1. Field of the Invention
This invention relates to a method of adjusting a head gap for a wire dot impact printer and, more particularly, to a method of adjusting a head gap capable of automatically obtaining an optimum value of the gap corresponding to the characteristics of a wire dot head.
2. Description of Related Art
In a conventional wire dot impact printer, a wire dot head is disposed so as to oppose a platen through an ink ribbon and printing media, and prints onto the printing media by impacting the ink ribbon with printing wires. Such a wire dot impact printer of this kind can use printing media of various types and can adjust the distance between the tip of the wire dot head and the printing media, or a head gap, to an optimum value when the thickness of the printing media or a number of sheets, in the case of copy paper, is changed due to changes of the printing media or the like.
FIG. 35 is a flow chart showing a conventional method of adjusting a head gap for a wire dot impact printer; FIG. 36 is a diagram showing a printing sample of the conventional method of adjusting the head gap for the wire dot impact printer. In FIG. 36, (a) is a diagram showing printing data in a first line of printing; (b) is a diagram showing a printing pattern of test printing; (c) is a diagram showing a printing pattern of re-printing.
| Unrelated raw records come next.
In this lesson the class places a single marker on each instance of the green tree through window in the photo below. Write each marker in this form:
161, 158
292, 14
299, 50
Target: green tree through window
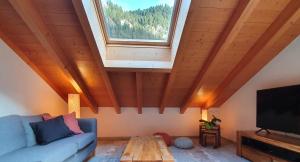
152, 23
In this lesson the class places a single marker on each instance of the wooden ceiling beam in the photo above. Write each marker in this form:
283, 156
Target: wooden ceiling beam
78, 6
30, 15
25, 58
233, 27
284, 21
139, 91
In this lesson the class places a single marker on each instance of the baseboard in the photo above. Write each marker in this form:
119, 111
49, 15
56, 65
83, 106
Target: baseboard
128, 137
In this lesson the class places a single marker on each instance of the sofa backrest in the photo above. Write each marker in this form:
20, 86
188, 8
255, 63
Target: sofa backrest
12, 134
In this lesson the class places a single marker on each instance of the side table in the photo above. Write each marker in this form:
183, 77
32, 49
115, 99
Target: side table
204, 133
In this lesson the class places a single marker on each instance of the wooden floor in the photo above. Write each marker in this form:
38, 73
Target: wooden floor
226, 153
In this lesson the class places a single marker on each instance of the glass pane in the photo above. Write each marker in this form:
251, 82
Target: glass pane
138, 20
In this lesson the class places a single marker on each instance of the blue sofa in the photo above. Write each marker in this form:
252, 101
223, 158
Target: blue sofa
18, 144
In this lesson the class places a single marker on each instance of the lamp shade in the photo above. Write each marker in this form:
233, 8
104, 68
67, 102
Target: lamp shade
204, 114
74, 104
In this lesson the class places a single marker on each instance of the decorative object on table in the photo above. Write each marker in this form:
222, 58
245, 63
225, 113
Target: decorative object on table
183, 143
212, 123
166, 137
210, 129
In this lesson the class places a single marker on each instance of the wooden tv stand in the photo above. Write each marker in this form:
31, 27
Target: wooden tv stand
267, 147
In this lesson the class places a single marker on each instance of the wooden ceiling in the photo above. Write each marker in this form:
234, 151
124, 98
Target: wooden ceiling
224, 43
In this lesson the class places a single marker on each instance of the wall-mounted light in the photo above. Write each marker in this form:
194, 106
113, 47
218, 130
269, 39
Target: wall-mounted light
74, 104
204, 114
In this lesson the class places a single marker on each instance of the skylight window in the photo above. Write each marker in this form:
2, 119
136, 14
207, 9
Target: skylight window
146, 22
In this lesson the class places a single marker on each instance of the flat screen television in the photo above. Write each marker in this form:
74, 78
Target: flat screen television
279, 109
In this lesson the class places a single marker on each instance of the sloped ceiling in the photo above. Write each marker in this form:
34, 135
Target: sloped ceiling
224, 44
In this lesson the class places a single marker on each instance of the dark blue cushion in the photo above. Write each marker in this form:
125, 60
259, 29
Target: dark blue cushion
50, 130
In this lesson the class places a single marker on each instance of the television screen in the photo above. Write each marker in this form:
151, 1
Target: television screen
279, 109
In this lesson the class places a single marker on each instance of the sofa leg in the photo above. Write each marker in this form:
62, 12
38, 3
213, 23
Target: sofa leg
90, 156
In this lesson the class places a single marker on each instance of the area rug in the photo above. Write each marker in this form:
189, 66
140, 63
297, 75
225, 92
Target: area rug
111, 152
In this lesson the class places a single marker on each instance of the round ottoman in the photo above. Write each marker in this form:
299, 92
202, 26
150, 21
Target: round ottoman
183, 143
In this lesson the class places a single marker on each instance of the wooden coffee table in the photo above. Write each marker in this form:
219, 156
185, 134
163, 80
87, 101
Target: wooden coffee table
146, 149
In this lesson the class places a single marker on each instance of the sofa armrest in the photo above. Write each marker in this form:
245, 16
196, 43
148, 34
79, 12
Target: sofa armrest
88, 125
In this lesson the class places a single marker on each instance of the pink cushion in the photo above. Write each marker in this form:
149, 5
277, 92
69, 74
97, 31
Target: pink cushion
69, 119
46, 116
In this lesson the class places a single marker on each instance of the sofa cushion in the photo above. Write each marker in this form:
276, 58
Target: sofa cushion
30, 137
81, 140
12, 134
57, 151
50, 130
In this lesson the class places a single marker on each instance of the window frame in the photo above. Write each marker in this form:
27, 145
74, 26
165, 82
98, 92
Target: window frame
113, 41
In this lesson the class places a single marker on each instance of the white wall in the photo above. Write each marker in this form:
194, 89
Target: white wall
22, 91
130, 123
239, 112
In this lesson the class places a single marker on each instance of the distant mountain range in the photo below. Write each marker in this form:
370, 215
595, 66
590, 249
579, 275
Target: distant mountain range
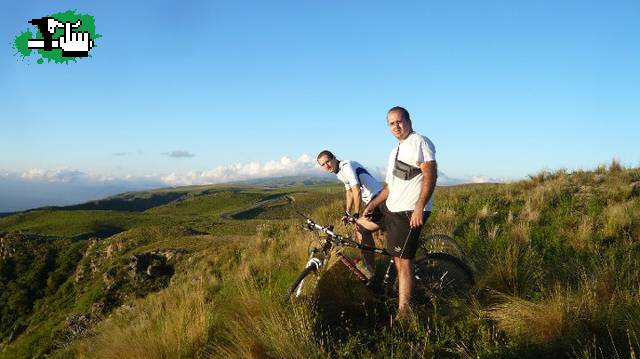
19, 195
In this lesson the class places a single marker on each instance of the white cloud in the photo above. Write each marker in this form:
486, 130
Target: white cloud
57, 175
285, 166
484, 179
178, 154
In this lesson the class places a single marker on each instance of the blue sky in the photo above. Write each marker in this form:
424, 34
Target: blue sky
503, 89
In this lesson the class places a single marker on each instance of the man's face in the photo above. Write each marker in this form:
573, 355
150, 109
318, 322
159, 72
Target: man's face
400, 128
329, 165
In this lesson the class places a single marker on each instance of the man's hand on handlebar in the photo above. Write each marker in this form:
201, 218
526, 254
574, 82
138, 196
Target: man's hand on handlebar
349, 218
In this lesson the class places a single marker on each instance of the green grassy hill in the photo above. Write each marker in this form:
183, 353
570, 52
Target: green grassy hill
200, 272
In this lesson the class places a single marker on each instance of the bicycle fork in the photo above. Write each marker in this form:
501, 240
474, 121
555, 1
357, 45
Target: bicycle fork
354, 270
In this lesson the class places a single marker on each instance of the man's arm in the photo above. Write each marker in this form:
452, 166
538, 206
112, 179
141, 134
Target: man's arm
349, 200
356, 193
429, 177
381, 197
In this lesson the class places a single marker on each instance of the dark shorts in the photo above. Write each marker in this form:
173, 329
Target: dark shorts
401, 240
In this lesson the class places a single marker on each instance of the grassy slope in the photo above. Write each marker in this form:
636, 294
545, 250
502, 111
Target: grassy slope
557, 261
Referring to FIG. 35, the power of the wire dot impact printer is turned on at step S1. At step S2, a judgment is made as to whether or not there are printing media, and if there are, the program goes to step S3, or if there are not, the program waits for the media. Then, printing data from a host computer (not shown) is received at step S3. The position of the wire head is set so that the head gap g becomes a reference head gap gA (for instance 0.5 mm) for test printing at step S4. Herein, the reference head gap gA is defined as a head gap g under a condition that an ink ribbon (not shown) and printing media P, whose thickness is previously known, are set, and a standard printing time T.sub.S is previously written in a table in a ROM. According to the printing data received, at step S5 a test printing, e.g., the printing of several dots to several tens of dots of a first printing line, is performed as shown in FIG. 36(b), and during the test printing, printing time T is detected. At step S6, the difference between the detected printing time T and the standard printing time Ts stored in the ROM is calculated. A difference Dg between the standard head gap gA and an actual head gap g is then calculated using the relationship where a difference of 3 .mu.sec in the printing time T corresponds to a head gap g of 0.01 mm. The program step calculates based on the thickness of the printing media P at the time when the standard printing time Ts is determined, and the difference .DELTA.g, thereby finding the thickness of the printing media currently set. At step S7, the program step calculates a shifting amount of the wire dot head to shift the head gap g to an optimum value gR corresponding to the thickness of the printing media P, and automatically adjusts the head gap with driving means for changing gap. Then, an actual printing is performed for the line on which the test printing is done, as shown in FIG. 36(c), at step S8. Hereafter, an ordinary printing is done at step S9.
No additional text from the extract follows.